The average coronal Cobb angle before surgery was 97.42° (range, 50° - 180°). A total of 15 (20.5%) patients had postoperative pulmonary complications, including hypoxemia in 5 cases (33.3%), increased requirement for postoperative ventilatory support in 4 (26.7%), pneumonia in 2 (13.3%), atelectasis in 2 (13.3%), pneumothorax in 1 (6.7%), and hydrothorax in 1 (6.7%).
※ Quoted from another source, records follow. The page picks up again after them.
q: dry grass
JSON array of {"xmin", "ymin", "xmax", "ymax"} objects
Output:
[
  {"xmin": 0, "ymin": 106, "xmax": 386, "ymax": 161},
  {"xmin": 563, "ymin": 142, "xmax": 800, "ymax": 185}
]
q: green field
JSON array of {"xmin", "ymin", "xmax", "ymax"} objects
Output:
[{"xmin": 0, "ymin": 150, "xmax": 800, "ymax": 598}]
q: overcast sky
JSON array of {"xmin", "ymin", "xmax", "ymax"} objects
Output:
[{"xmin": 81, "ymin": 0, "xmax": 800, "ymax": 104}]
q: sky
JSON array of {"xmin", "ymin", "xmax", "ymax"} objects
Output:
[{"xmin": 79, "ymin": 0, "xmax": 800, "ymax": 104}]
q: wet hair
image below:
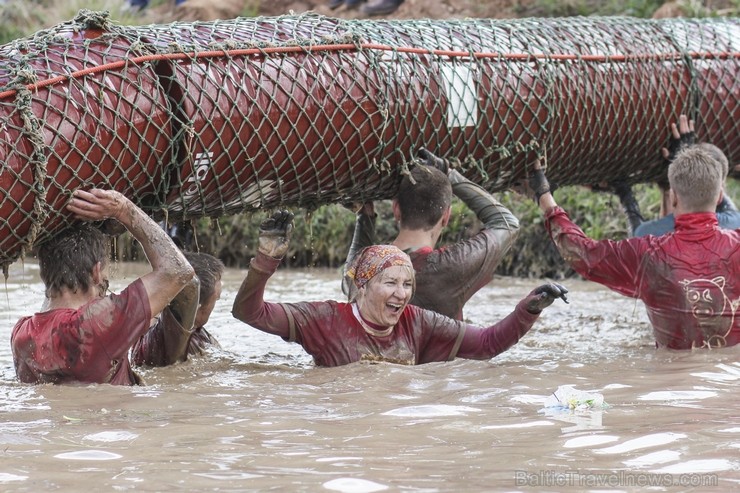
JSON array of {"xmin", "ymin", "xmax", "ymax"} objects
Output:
[
  {"xmin": 396, "ymin": 166, "xmax": 452, "ymax": 231},
  {"xmin": 668, "ymin": 145, "xmax": 725, "ymax": 211},
  {"xmin": 37, "ymin": 223, "xmax": 110, "ymax": 298},
  {"xmin": 696, "ymin": 142, "xmax": 730, "ymax": 178},
  {"xmin": 184, "ymin": 252, "xmax": 225, "ymax": 303}
]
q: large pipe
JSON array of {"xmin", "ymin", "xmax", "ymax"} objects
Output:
[{"xmin": 0, "ymin": 11, "xmax": 740, "ymax": 266}]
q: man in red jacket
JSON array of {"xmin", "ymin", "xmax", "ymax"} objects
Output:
[
  {"xmin": 10, "ymin": 189, "xmax": 195, "ymax": 385},
  {"xmin": 529, "ymin": 136, "xmax": 740, "ymax": 349}
]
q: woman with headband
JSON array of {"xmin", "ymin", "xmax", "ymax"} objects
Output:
[{"xmin": 232, "ymin": 211, "xmax": 568, "ymax": 366}]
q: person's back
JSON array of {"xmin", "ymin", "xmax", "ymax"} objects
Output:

No significant differences in demographic characteristics or perioperative factors (P > 0.05) existed between the two groups with or without postoperative pulmonary complications. According to the variance analysis, there were no statistically significant differences in any parameter of the arterial blood gas tests between the two groups.
No significant correlation between the results of the preoperative arterial blood gas tests and postoperative pulmonary complications existed in scoliotic patients with moderate or severe pulmonary dysfunction. However, the postoperative complications tended to increase with the decrease of partial pressure of arterial oxygen in the arterial blood gas tests.
据报道,术前肺功能检查对于评估脊柱侧弯患者的手术风险至关重要。动脉血气检查也被用于评估脊柱侧弯手术前的肺功能。然而,相关研究较少。本研究旨在探讨术前动脉血气检查在中重度肺功能障碍的脊柱侧凸手术治疗中的作用。
本研究纳入了 2002 年 1 月至 2010 年 4 月期间接受手术治疗的中重度肺功能障碍(用力肺活量<60%)的脊柱侧凸患者。共纳入 73 例中重度肺功能障碍的脊柱侧凸患者(男 23 例,女 50 例)。患者平均年龄为 16.53 岁(10-44 岁)。收集所有患者的人口统计学资料、病历资料和影像学资料。所有患者均在术前接受动脉血气检查和肺功能检查。动脉血气检查包括 5 项参数:动脉血氧分压、动脉血二氧化碳分压、肺泡-动脉血氧分压差、pH 值和标准碱剩余。肺功能检查包括 3 项参数:第 1 秒用力呼气容积比、用力肺活量比和呼气峰流速比。方差分析比较两组术后有无肺部并发症患者的动脉血气检查 5 项参数的差异,同样比较两组术后有无肺部并发症患者的肺功能检查 3 项参数的差异。
术前冠状面 Cobb 角平均为 97.42°(50°-180°)。共有 15 例(20.5%)患者发生术后肺部并发症,其中 5 例(33.3%)发生低氧血症,4 例(26.7%)需要术后通气支持,2 例(13.3%)发生肺炎,2 例(13.3%)发生肺不张,1 例(6.7%)发生气胸,1 例(6.7%)发生血胸。术后肺部并发症组和无肺部并发症组在人口统计学特征或围手术期因素方面差异均无统计学意义(P>0.05)。方差分析显示,两组动脉血气检查各项参数差异均无统计学意义。
中重度肺功能障碍脊柱侧凸患者术前动脉血气检查结果与术后肺部并发症之间无明显相关性。然而,随着动脉血气检查中动脉血氧分压的降低,术后并发症有增加的趋势。